= Vernon Fougère =

Joseph Vernon Fougère (May 20, 1943 – June 18, 2013) was a Canadian prelate of the Roman Catholic Church. He was the 12th Bishop of Charlottetown.

Born in Petit-de-Grat, Nova Scotia, Fougère attended Saint Francis Xavier University for his undergraduate education and completed his theological studies at the Grand Séminaire de Montréal where he was awarded a Doctor of Divinity. He was ordained a priest for the Diocese of Antigonish in 1969. Fougère served seven years with the Diocesan Mission in Honduras while still in the priesthood in Nova Scotia.

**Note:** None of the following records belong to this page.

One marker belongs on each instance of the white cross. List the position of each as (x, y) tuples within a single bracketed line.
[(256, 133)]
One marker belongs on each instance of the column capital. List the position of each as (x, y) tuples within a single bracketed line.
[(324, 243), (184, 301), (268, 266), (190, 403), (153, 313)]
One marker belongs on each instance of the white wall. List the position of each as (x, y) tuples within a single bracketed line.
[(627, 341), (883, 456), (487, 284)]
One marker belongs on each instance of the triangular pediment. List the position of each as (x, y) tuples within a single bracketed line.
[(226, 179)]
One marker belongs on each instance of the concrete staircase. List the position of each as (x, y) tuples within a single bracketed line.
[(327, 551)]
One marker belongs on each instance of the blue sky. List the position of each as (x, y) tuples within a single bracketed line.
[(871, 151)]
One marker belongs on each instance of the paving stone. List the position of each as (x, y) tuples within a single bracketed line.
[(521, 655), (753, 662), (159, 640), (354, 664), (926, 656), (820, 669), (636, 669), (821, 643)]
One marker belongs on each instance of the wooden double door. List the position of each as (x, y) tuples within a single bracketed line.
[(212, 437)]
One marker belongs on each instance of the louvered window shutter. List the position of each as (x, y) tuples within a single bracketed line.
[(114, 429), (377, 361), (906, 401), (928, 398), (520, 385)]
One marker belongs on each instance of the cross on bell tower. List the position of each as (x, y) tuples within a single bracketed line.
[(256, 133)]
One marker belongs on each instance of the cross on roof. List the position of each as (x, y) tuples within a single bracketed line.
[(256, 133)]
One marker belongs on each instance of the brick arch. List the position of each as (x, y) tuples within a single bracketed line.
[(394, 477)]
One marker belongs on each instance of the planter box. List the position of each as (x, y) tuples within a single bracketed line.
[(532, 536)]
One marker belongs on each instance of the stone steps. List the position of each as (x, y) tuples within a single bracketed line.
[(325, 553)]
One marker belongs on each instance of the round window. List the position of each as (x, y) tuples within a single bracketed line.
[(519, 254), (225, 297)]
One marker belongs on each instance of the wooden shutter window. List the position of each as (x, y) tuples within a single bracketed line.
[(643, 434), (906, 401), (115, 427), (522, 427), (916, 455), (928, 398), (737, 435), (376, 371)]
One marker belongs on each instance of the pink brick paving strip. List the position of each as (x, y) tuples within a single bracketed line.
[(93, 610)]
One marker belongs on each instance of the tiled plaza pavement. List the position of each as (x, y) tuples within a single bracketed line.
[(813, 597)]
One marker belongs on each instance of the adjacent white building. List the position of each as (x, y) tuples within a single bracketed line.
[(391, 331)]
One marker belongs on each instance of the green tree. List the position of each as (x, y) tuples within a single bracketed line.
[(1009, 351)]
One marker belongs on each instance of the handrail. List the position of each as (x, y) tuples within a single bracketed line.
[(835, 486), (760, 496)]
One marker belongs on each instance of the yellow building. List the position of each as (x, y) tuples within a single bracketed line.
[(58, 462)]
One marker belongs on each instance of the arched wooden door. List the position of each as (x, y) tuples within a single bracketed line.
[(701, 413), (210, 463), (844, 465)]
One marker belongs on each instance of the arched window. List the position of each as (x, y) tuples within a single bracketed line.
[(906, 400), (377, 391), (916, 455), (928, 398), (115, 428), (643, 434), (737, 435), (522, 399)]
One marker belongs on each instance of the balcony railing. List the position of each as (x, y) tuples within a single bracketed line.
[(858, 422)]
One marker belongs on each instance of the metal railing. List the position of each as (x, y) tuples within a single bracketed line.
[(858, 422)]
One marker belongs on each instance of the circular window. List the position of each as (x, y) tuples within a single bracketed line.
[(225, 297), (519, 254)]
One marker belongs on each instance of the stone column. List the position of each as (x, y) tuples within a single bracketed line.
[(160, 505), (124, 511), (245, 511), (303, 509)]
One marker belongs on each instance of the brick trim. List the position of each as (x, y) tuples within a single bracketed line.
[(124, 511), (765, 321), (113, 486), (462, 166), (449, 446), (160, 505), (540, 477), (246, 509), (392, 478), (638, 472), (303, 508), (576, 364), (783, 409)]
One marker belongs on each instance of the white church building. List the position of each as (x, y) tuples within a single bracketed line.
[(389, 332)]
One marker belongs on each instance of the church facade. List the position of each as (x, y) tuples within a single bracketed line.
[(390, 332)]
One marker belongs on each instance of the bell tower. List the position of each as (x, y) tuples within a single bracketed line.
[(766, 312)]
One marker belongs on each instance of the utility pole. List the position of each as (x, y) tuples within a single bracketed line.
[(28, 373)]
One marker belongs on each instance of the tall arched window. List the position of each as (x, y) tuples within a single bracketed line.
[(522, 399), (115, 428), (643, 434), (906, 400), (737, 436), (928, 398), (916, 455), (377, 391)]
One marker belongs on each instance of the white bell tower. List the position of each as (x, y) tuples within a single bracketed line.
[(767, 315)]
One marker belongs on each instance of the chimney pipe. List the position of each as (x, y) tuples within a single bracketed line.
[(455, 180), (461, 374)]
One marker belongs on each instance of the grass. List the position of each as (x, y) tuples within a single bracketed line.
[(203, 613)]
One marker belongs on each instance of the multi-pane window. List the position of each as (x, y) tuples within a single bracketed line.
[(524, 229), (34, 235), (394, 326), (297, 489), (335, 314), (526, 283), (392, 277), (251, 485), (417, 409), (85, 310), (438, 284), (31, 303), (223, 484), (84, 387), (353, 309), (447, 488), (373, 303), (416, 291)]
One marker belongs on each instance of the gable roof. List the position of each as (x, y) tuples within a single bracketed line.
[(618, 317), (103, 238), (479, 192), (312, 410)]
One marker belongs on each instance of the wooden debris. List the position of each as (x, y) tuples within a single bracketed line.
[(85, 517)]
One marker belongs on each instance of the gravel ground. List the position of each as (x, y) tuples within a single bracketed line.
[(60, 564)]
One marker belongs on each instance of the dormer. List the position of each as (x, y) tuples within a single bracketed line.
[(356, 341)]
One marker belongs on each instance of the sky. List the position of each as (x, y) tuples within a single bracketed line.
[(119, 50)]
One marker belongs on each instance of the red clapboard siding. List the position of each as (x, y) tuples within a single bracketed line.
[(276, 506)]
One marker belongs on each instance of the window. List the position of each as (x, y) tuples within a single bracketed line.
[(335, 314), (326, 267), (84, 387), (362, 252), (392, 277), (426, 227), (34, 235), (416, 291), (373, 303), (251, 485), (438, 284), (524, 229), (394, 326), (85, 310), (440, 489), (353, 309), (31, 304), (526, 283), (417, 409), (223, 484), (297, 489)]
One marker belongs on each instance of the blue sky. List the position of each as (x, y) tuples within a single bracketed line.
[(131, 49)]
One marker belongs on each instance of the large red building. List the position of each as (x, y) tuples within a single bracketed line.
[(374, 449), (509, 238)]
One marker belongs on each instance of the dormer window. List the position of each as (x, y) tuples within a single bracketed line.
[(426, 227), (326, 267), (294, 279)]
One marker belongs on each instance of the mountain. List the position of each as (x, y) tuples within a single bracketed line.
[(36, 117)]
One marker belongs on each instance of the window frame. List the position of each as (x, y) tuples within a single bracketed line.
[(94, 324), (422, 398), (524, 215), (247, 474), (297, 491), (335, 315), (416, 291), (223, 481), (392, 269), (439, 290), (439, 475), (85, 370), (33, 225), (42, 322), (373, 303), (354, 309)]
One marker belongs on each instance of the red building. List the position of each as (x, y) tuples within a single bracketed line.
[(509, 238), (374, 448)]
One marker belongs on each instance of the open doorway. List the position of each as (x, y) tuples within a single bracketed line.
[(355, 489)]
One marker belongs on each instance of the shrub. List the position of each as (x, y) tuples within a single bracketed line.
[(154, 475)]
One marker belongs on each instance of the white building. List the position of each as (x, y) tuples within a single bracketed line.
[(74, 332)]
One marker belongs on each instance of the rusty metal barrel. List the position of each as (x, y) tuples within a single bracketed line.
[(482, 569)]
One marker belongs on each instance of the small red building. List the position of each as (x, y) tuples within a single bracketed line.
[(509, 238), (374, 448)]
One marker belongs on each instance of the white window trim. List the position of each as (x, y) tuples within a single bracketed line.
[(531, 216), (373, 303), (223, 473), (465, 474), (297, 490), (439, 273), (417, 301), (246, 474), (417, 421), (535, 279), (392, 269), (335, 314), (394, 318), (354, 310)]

While in Latin America, Fougère served on the Council of Priests for the Archdiocese of Tegucigalpa and carried out extensive work forming Delegados de la Palabra (Ministers of the Word). Following further education at the Jesuit Theological Union at the University of California, Fougère returned to Nova Scotia where he served in a number of parishes before being appointed Vicar General and Director of Pastoral Services for the Diocese of Antigonish in 1988. Fougère also served as Chair of the Council of Priests for the Diocese of Antigonish and served on the Board of Governors for Saint Francis Xavier University.

On December 11, 1991, Pope John Paul II appointed Father Fougère the twelfth Bishop of Charlottetown. Fougère was consecrated and installed as Bishop of Charlottetown at St. Dunstan's Basilica on March 19, 1992. As Bishop of Charlottetown, Fougère served as a member of the National Council of the Canadian Catholic Organization for Development and Peace and was appointed to the Board of Directors of the Catholic Mission in Canada for the year 2000.

Bishop Fougère resigned his post on July 11, 2009, citing health reasons, becoming Bishop Emeritus. Pope Benedict XVI appointed Bishop Richard Grecco as his replacement. Bishop Fougère died on June 18, 2013, at the Queen Elizabeth Hospital in Charlottetown, Prince Edward Island, aged 70.